Rapidly rendering fractals on stupidly unsuitable machines

So a week or so ago I wrote a toy Mandelbrot generator for the BBC Micro, capable of using 2.6-bit fixed point arithmetic to draw a pretty terrible vaguely-Mandelbroid image in twelve seconds. That program is now obsolete: the very poorly named Bogomandel is capable of drawing pretty good actual Mandelbrot and Julia images, at higher precision, faster. Here it is.

Update! I managed to squeeze an extra two bits of precision out of the number representation. There’s a bit of a performance penalty, but it’s possible to zoom all the way in to 0.25 now!

Bogomandel running in real time

(This is a recording of it running in real time on an emulated BBC Master: a 2MHz 65C02-based machine with 128kB of RAM.)

Bogomandel running in Jsbeeb

Run it for yourself in the comfort and privacy of your own web browser, using the Jsbeeb BBC Micro emulator!

Bogomandel's github page

See the code on Github.

Introduction

So the story behind the program is that as I was feeling pretty smug about myself for having rendered fractals at an unprecedentedly fast speed on the BBC Micro, I was chatting to someone about it on the vcfed forums. They, going by the handle reenigne (a.k.a. Andrew Jenner) — one of the minds behind the seminal 8088mph demo — came up with a cunning trick for using tables of squares to speed up Mandelbrot calculations; but that was on the 8088, which has vastly more memory and a generally more 16-bit friendly instruction set than the 6502. So I’d written off the 6502 for high-speed 16-bit fractals.

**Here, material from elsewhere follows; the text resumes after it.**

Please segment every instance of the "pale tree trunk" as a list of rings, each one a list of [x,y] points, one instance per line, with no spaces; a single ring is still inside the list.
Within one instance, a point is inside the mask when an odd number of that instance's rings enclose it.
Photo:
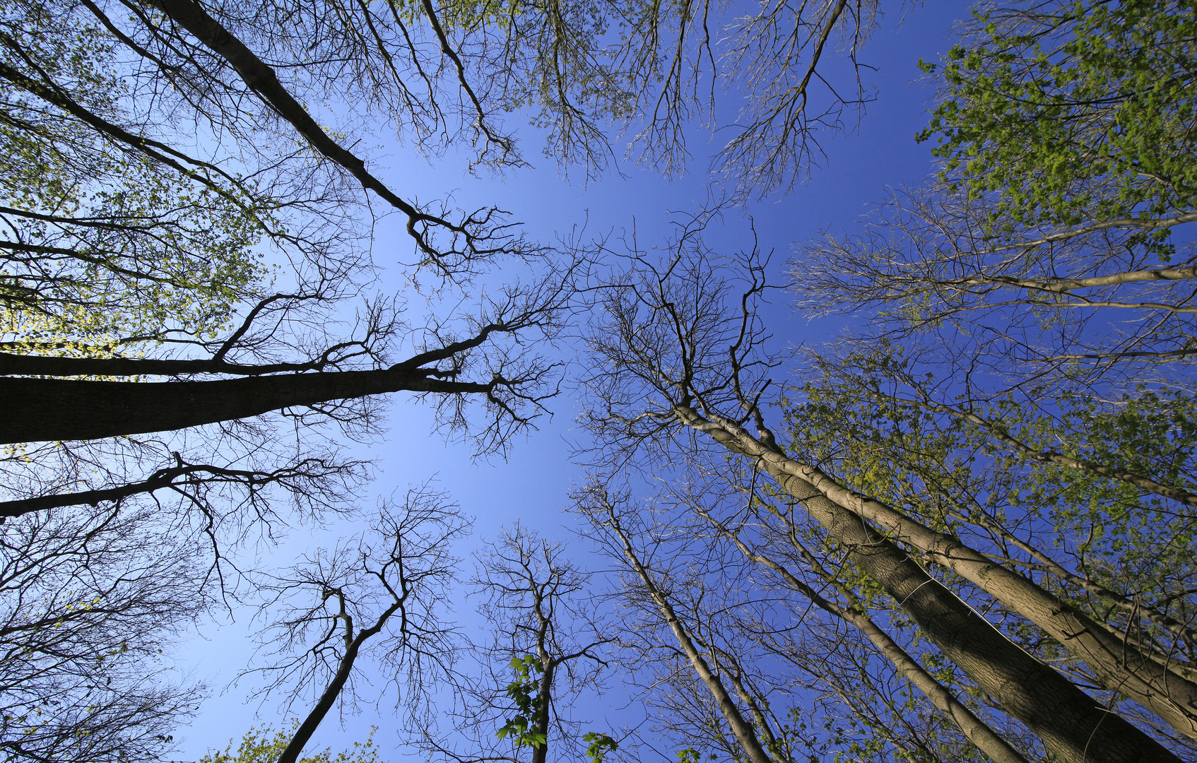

What happened was that reenigne came up with an idea for using thirteen bit integers, with 4.9 bit fixed point… and then handed me a 65C02 calculation kernel which was pretty much ready to drop into my program.

The use of thirteen bit integers was game changing, and I’m going to explain why, because it’s really interesting.

Mandelbrots

A quick recap: Mandelbrots are graphs of the complex plane, with real numbers along the $x$ axis and imaginary numbers along the $y$ axis. To determine the colour of any given point $c$ , then the simplified version is that I start with $z = c = x + yi$ and count the number of iterations of $z' = z^2 + c$ until $|z| > 2$ . (With an upper limit, as points inside the set will never reach that point.)

I, however, am but a simple software engineer and don’t understand complex numbers, so I prefer to think of $z$ as $z_r + z_i i$ . Expanding leads (and remembering that $i^2 = -1$ ) leads to this:

$\begin{align} z' = z'_r + z'_i i &= z^2 + c \\ &= (z_r + z_i i)^2 + c_r + c_i i \\ & = z_r^2 + 2 z_r z_i i + z_i^2 i^2 + c_r + c_i i \\ & = z_r^2 + 2 z_r z_i i - z_i^2 + c_r + c_i i \\ \end{align}$

I can then extract real and imaginary parts, leading to the much more software-friendly:

$\begin{align} z'_r &= z_r^2 - z_i^2 + c_r \\ z'_i &= 2 z_r z_i + c_i \end{align}$

Drawing pictures of the Mandelbrot set (and the Julia set, I’ll get onto that later) is all about trying to compute this as quickly as is humanly possible.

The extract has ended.